Psoriasis cannot be cured. The aim of the treatment is to live as long as possible without annoying symptoms on the skin, itching or pain in the joints.

Every psoriasis is different. You should discuss with your doctor what you want to achieve with the treatment. For most of those affected, the skin symptoms will largely go away with appropriate treatment. You can have several treatments at the same time:

  • External treatments: Creams or ointments are applied directly to the affected areas of the skin. Recommended: When a few areas are affected and the area of ​​the diseased skin is small.
  • Light treatments: The skin is irradiated with ultraviolet light from special devices. Certain active ingredients or baths with salt water can support the treatment by making the skin sensitive to light. Recommended: For moderate to severe psoriasis.
  • Internal treatments: Act on the whole body by taking a medicine as a tablet or by injection. Recommended: For moderate to severe psoriasis and significant illnesses. First, conventional agents such as cyclosporine, fumarate or methotrexate are used. If they do not work sufficiently or are not tolerated, biological drugs can also be considered. These are proteins that are made from living cells.
  • Basic treatment: Ensures that the skin remains in the best possible condition. It is usually not enough on its own, but it can be done at the same time as other treatments. The basic treatment includes moisturizing creams, ointments or lotions. Recommended: Supplementary for existing skin conditions and for the care of the healed skin.

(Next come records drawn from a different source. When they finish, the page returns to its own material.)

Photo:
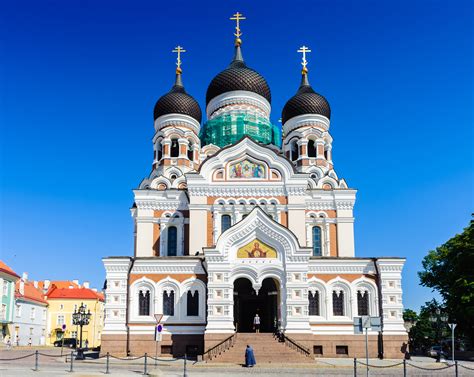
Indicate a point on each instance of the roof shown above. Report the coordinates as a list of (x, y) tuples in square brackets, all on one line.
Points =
[(7, 270), (30, 293), (74, 293)]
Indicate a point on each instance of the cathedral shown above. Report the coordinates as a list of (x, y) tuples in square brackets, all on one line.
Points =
[(240, 217)]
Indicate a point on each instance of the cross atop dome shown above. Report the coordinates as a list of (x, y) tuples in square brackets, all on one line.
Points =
[(237, 17), (179, 50)]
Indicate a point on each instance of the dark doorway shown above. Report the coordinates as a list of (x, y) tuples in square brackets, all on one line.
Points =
[(247, 303)]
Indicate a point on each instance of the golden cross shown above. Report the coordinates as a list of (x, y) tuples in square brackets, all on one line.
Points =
[(178, 49), (304, 62), (237, 18)]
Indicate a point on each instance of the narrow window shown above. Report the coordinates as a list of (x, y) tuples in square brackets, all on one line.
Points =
[(317, 241), (190, 151), (174, 148), (338, 303), (172, 241), (193, 303), (144, 302), (363, 302), (168, 303), (311, 149), (225, 223), (313, 303)]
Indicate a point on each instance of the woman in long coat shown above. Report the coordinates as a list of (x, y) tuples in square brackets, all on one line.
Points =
[(249, 357)]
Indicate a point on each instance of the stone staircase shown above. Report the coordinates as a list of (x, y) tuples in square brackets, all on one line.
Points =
[(267, 349)]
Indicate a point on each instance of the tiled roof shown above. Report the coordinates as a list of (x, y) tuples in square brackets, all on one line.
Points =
[(30, 293), (79, 293), (6, 269)]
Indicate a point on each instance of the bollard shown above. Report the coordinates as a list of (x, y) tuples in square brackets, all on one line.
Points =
[(145, 371), (36, 361), (107, 364), (72, 362), (185, 373)]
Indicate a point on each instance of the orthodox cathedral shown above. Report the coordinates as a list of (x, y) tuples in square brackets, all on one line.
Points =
[(242, 217)]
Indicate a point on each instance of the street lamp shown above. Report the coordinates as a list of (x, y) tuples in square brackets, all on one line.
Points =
[(81, 318)]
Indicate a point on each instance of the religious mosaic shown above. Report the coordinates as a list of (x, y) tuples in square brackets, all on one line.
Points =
[(247, 169), (256, 249)]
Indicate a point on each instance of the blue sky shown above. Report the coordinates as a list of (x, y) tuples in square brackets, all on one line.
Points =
[(79, 80)]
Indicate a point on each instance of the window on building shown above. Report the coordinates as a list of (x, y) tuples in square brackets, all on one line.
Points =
[(317, 249), (193, 303), (190, 151), (363, 302), (172, 241), (225, 223), (60, 320), (144, 302), (311, 149), (174, 148), (313, 303), (338, 303), (168, 303)]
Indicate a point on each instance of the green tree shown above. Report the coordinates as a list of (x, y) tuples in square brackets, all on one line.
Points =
[(450, 270)]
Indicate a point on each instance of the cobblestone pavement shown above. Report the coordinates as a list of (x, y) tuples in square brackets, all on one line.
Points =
[(51, 364)]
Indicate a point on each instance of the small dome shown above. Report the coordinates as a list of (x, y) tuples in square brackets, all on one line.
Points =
[(238, 77), (305, 101), (177, 101)]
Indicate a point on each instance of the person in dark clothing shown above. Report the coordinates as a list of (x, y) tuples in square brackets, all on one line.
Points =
[(249, 357)]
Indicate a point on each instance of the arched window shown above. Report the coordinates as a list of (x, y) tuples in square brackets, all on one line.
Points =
[(172, 241), (311, 149), (317, 249), (168, 302), (143, 302), (193, 303), (313, 303), (190, 151), (294, 151), (174, 148), (225, 223), (363, 302), (338, 303)]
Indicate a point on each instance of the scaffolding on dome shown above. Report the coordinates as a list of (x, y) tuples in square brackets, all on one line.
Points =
[(229, 128)]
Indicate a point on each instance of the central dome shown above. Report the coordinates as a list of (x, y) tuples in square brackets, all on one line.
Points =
[(238, 77)]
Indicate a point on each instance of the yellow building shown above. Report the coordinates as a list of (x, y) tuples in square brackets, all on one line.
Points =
[(63, 299)]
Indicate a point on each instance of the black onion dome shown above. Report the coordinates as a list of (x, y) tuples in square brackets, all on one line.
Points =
[(305, 101), (237, 76), (177, 101)]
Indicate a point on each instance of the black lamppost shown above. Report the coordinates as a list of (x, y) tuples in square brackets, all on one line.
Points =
[(81, 318)]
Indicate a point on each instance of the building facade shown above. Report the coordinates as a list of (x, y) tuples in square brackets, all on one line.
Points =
[(63, 299), (30, 317), (8, 277), (238, 218)]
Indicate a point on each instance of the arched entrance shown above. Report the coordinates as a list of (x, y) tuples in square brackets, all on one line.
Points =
[(247, 303)]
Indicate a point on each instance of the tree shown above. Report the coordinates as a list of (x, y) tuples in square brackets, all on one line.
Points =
[(450, 270)]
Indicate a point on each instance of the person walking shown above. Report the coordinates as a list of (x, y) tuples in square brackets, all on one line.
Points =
[(249, 357), (256, 323)]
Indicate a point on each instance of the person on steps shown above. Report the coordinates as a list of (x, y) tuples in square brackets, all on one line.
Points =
[(249, 357)]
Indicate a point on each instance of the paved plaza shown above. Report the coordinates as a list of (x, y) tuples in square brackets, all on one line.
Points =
[(51, 364)]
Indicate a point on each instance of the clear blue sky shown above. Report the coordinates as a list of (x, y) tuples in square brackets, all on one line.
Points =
[(79, 80)]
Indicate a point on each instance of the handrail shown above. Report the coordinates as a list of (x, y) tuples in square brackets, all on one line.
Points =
[(294, 345), (219, 348)]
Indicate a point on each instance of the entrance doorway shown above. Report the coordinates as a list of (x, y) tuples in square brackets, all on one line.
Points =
[(247, 303)]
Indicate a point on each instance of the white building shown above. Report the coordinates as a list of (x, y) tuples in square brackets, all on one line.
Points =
[(237, 218)]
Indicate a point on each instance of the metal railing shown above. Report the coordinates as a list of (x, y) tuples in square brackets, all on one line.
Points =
[(219, 348)]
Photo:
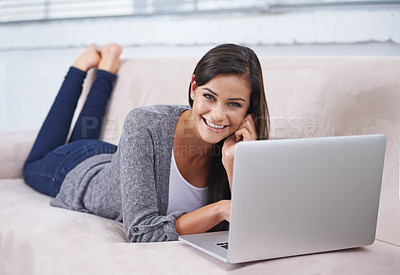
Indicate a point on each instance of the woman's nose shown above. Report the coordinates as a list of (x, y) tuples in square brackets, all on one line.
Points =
[(218, 114)]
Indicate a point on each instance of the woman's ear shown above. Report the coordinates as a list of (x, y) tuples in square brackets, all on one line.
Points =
[(193, 88)]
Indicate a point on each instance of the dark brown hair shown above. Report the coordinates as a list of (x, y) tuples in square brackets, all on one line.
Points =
[(232, 59)]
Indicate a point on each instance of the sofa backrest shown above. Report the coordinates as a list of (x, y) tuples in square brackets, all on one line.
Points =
[(307, 97)]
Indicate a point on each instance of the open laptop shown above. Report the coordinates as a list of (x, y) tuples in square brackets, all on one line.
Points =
[(300, 196)]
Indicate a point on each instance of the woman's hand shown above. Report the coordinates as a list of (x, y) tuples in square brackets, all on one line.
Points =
[(246, 132)]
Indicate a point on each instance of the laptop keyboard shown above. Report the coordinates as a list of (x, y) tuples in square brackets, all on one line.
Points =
[(223, 245)]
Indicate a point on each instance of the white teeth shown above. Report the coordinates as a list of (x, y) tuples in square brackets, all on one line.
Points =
[(213, 125)]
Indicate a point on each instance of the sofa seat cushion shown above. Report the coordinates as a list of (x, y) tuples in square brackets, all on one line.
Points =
[(36, 238)]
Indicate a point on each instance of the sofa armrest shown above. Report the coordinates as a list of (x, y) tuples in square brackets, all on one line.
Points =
[(15, 147)]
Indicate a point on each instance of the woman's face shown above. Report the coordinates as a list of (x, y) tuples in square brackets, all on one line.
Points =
[(220, 106)]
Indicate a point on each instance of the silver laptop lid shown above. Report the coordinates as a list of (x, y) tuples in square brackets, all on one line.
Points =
[(302, 196)]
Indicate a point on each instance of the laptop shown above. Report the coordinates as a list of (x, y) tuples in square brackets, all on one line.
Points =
[(299, 196)]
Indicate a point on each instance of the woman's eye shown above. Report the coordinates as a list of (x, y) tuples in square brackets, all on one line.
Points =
[(209, 97), (235, 104)]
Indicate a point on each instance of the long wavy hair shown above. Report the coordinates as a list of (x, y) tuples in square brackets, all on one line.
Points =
[(231, 59)]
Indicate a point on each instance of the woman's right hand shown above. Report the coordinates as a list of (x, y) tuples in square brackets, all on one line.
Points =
[(224, 209)]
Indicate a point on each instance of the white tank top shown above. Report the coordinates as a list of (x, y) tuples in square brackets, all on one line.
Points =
[(182, 195)]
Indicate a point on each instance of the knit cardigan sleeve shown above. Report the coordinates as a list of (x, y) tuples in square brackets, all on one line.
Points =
[(140, 194)]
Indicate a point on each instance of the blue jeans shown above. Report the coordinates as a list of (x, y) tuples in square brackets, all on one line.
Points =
[(51, 157)]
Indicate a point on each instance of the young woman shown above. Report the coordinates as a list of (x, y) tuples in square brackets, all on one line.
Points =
[(172, 170)]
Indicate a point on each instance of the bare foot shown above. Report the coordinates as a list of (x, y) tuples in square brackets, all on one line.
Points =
[(110, 57), (88, 59)]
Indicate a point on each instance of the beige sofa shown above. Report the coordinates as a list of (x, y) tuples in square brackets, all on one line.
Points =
[(308, 96)]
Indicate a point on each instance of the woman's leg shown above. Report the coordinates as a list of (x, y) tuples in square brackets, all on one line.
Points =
[(55, 128), (89, 122)]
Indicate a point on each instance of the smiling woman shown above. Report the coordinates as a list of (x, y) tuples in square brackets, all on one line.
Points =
[(171, 172)]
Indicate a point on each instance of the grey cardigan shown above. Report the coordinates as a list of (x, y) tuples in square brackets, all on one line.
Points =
[(131, 185)]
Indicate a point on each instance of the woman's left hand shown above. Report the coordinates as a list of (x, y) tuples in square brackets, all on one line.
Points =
[(245, 132)]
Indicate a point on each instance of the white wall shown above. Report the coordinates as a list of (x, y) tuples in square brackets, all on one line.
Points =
[(35, 56)]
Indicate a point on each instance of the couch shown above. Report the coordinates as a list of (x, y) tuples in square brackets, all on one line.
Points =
[(307, 97)]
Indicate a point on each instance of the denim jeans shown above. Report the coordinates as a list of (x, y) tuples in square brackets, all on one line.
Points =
[(51, 157)]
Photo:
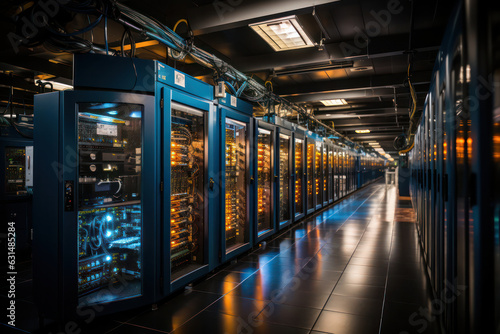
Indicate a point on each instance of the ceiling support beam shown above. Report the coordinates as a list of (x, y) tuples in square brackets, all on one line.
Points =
[(368, 82), (382, 46)]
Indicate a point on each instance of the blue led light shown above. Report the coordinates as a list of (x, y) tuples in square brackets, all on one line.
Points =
[(135, 114)]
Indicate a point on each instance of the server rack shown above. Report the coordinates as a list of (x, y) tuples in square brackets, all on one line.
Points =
[(318, 170), (189, 137), (265, 184), (313, 168), (284, 177), (237, 174), (96, 182), (331, 169), (326, 171), (16, 180), (300, 174), (336, 179)]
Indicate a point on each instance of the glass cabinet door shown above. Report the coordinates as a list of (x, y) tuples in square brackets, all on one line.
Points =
[(299, 175), (187, 169), (310, 174), (264, 180), (325, 173), (319, 172), (235, 184), (330, 174), (337, 174), (110, 216), (284, 178)]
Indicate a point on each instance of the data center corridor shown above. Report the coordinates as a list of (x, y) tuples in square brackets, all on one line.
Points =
[(354, 268)]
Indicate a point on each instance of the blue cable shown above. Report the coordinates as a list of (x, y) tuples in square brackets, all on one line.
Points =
[(241, 89), (231, 88)]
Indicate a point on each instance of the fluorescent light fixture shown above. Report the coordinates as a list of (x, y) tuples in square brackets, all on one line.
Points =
[(283, 34), (335, 102), (58, 85)]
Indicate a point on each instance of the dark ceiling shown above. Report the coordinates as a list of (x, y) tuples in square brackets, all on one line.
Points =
[(364, 59)]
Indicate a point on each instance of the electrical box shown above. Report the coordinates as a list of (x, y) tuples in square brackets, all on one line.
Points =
[(94, 222), (220, 90)]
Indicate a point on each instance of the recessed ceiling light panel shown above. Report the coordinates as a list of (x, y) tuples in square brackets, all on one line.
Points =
[(283, 34), (336, 102)]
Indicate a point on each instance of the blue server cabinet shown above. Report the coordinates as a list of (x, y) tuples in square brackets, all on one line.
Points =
[(265, 185), (15, 199), (284, 171), (329, 180), (95, 202), (299, 174), (314, 168), (284, 177), (237, 174), (189, 139), (170, 222)]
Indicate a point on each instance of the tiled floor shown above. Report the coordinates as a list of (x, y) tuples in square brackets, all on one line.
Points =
[(351, 269)]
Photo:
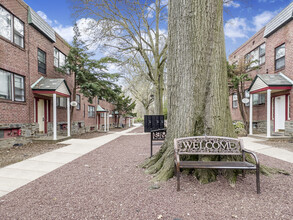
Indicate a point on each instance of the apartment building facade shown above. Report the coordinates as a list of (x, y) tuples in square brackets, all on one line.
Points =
[(34, 97), (270, 92)]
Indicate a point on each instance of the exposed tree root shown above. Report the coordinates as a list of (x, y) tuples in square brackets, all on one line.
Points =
[(161, 165)]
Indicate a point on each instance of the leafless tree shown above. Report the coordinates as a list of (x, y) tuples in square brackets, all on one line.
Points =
[(131, 29)]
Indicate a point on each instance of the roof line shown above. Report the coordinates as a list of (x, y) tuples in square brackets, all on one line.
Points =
[(286, 77)]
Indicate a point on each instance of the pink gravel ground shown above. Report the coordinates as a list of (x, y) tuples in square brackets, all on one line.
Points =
[(108, 184)]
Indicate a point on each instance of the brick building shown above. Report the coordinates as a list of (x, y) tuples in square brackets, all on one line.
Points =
[(34, 97), (270, 91)]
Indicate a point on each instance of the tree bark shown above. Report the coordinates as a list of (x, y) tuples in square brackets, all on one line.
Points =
[(197, 81)]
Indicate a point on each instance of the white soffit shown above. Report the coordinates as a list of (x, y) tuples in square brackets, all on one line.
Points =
[(258, 84), (63, 89)]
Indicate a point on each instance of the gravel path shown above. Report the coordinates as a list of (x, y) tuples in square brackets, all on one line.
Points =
[(107, 184)]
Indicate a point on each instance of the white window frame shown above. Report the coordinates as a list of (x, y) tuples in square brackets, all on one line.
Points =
[(288, 110), (12, 88), (279, 58), (58, 57)]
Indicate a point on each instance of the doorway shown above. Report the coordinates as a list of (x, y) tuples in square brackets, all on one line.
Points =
[(280, 113), (41, 115)]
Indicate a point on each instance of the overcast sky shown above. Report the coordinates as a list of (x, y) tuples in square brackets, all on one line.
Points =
[(243, 18)]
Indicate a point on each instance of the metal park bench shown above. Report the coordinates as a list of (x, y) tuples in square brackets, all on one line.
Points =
[(157, 136), (211, 145)]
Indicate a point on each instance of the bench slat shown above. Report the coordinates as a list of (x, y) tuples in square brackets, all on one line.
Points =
[(217, 165)]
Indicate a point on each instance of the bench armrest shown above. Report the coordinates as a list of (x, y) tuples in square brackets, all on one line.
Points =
[(253, 154)]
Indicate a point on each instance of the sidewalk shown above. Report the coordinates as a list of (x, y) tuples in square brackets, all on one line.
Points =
[(19, 174), (281, 154)]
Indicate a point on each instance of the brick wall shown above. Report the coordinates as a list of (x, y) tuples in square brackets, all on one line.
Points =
[(283, 35)]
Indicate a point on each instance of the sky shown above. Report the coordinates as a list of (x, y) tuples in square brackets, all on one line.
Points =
[(242, 18)]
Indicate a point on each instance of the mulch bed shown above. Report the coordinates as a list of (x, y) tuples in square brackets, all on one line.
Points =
[(108, 184), (16, 154)]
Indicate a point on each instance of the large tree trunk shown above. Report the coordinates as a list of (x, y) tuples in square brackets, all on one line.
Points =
[(197, 80)]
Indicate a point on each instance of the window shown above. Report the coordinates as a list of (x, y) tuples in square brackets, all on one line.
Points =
[(91, 111), (61, 102), (59, 58), (18, 32), (262, 53), (78, 102), (257, 56), (258, 99), (11, 27), (11, 86), (280, 57), (18, 88), (246, 94), (288, 110), (234, 101), (41, 61)]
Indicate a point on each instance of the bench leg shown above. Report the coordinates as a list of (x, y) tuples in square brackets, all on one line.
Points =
[(151, 148), (257, 179), (178, 178)]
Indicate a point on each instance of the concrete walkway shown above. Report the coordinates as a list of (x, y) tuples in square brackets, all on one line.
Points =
[(281, 154), (21, 173)]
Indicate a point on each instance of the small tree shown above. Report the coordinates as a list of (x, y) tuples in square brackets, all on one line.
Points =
[(90, 76), (133, 30), (124, 104)]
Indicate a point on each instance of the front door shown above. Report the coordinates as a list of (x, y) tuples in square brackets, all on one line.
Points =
[(280, 112), (41, 115)]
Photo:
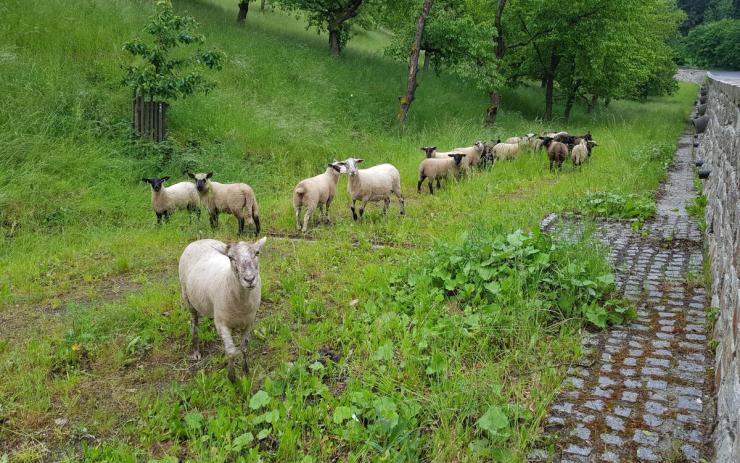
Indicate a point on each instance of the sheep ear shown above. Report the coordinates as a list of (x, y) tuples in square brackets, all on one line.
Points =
[(257, 245)]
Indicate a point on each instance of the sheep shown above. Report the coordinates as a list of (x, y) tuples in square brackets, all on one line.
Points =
[(557, 152), (236, 199), (432, 169), (166, 200), (372, 184), (505, 151), (316, 191), (579, 153), (472, 155), (222, 281), (487, 157)]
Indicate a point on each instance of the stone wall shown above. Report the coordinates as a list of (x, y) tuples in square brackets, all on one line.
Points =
[(719, 147)]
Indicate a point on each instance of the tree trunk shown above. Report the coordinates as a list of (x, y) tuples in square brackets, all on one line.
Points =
[(550, 80), (569, 105), (592, 104), (406, 100), (492, 111), (243, 10), (335, 41)]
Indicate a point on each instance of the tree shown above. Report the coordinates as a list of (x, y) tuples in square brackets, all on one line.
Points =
[(157, 74), (331, 16), (406, 100)]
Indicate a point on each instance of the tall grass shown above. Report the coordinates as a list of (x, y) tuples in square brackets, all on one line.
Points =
[(89, 310)]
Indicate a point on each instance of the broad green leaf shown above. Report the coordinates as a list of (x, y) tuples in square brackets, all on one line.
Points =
[(259, 400)]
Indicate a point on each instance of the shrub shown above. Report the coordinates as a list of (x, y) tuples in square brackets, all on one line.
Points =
[(617, 205)]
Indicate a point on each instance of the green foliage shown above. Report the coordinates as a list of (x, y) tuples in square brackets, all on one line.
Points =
[(715, 44), (162, 70), (525, 271), (617, 205)]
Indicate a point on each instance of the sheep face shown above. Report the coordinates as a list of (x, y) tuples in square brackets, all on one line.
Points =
[(244, 258), (429, 151), (338, 166), (156, 183), (201, 181), (457, 156), (351, 164)]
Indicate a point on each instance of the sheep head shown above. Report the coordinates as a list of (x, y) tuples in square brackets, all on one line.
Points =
[(429, 150), (351, 164), (155, 182), (202, 181), (244, 258), (457, 157)]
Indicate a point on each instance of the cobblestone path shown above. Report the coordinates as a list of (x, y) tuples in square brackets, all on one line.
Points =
[(642, 392)]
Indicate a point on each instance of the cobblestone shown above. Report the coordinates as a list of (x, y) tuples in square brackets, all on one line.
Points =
[(646, 387)]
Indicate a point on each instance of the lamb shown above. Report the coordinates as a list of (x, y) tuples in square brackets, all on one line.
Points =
[(236, 199), (433, 168), (166, 200), (372, 184), (316, 191), (505, 151), (557, 152), (579, 153), (222, 281)]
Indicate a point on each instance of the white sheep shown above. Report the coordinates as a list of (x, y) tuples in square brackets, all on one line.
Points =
[(579, 153), (317, 191), (166, 200), (222, 282), (236, 199), (372, 184), (506, 151), (437, 169)]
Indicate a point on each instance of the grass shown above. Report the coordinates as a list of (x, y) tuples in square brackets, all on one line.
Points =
[(93, 341)]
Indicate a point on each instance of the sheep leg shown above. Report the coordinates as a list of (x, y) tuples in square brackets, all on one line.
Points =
[(328, 203), (231, 350), (352, 207), (256, 219), (244, 344), (298, 217), (401, 202), (194, 317), (306, 218)]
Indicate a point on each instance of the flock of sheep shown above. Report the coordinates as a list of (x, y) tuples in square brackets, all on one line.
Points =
[(221, 281)]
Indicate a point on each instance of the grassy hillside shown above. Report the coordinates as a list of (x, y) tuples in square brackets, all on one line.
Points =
[(92, 334)]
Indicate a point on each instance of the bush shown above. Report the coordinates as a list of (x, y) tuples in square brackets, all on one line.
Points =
[(617, 205), (715, 44)]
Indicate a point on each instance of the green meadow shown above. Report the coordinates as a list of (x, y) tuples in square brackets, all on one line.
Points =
[(358, 353)]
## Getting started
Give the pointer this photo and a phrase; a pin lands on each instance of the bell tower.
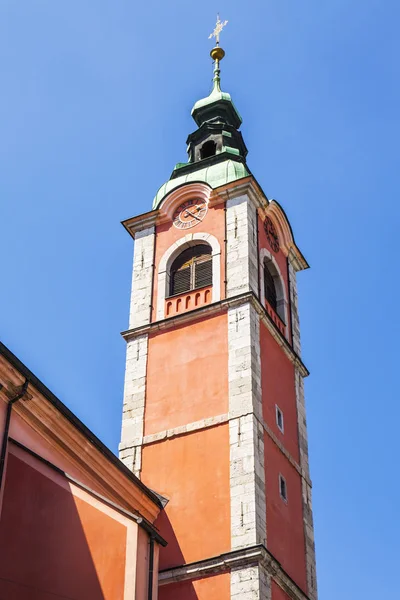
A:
(214, 412)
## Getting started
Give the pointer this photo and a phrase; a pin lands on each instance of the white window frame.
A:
(266, 258)
(168, 258)
(278, 411)
(283, 480)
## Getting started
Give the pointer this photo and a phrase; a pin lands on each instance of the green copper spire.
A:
(201, 110)
(216, 150)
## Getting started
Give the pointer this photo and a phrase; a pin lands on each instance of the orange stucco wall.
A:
(211, 588)
(167, 234)
(52, 542)
(281, 261)
(191, 470)
(21, 431)
(187, 374)
(285, 533)
(277, 592)
(278, 387)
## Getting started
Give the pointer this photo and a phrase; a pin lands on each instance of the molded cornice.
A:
(215, 308)
(237, 558)
(69, 437)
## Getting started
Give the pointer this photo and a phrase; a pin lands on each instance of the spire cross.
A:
(218, 28)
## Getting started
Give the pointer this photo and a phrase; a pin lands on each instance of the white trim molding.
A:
(191, 239)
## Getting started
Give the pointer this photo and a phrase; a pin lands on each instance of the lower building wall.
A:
(285, 529)
(192, 471)
(56, 540)
(211, 588)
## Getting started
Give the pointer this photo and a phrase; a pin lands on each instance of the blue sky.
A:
(95, 111)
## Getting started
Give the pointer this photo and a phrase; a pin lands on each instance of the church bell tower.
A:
(214, 412)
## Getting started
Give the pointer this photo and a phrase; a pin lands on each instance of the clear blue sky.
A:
(95, 110)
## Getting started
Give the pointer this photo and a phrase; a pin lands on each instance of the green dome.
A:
(214, 175)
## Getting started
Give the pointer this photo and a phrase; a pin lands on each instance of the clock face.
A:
(190, 213)
(272, 235)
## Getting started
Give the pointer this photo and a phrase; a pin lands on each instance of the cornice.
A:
(69, 437)
(214, 309)
(223, 563)
(144, 221)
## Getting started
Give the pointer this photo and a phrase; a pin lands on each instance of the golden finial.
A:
(217, 53)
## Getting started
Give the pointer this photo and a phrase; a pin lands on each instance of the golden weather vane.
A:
(218, 28)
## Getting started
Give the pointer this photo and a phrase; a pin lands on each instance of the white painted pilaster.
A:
(250, 583)
(142, 278)
(134, 403)
(241, 246)
(247, 474)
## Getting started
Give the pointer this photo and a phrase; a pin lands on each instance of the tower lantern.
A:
(214, 413)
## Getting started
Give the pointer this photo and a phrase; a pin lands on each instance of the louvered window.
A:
(270, 290)
(191, 270)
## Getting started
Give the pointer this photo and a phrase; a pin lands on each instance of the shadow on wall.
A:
(44, 551)
(172, 556)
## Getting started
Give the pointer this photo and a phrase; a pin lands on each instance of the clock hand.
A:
(191, 214)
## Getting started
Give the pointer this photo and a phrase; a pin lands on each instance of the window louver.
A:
(270, 291)
(191, 270)
(203, 273)
(181, 281)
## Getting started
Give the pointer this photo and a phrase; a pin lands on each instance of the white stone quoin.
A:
(241, 246)
(142, 278)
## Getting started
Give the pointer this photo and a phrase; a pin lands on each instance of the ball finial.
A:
(217, 53)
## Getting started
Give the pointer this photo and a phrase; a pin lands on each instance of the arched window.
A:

With many treatments, your blood will be checked regularly in order to detect possible side effects early on.

What you can do yourself

  • Inform your doctor about any intolerances and abnormalities in the course of treatment. Even little things can be important.
  • Certain lifestyle habits have been shown to have an adverse effect on treatment, for example obesity, smoking, excessive alcohol consumption and stress. You should avoid these things.
  • Psoriasis is not contagious, but it is visible and does not correspond to the ideal of healthy skin. Other people often react negatively. Therefore, the disease can have an impact on your family, partnership, sexuality and work. Don't be afraid to talk to others about your psoriasis and your fears.
  • Take part in patient training courses, where you will be given information on psoriasis and practical tips on treatment, skin care and ways of reducing stress.
  • Psoriasis is often associated with considerable suffering and psychological stress. Conversely, many sufferers state that their skin gets worse under stress or new spots appear. It can therefore make sense to seek psychological or psychotherapeutic help.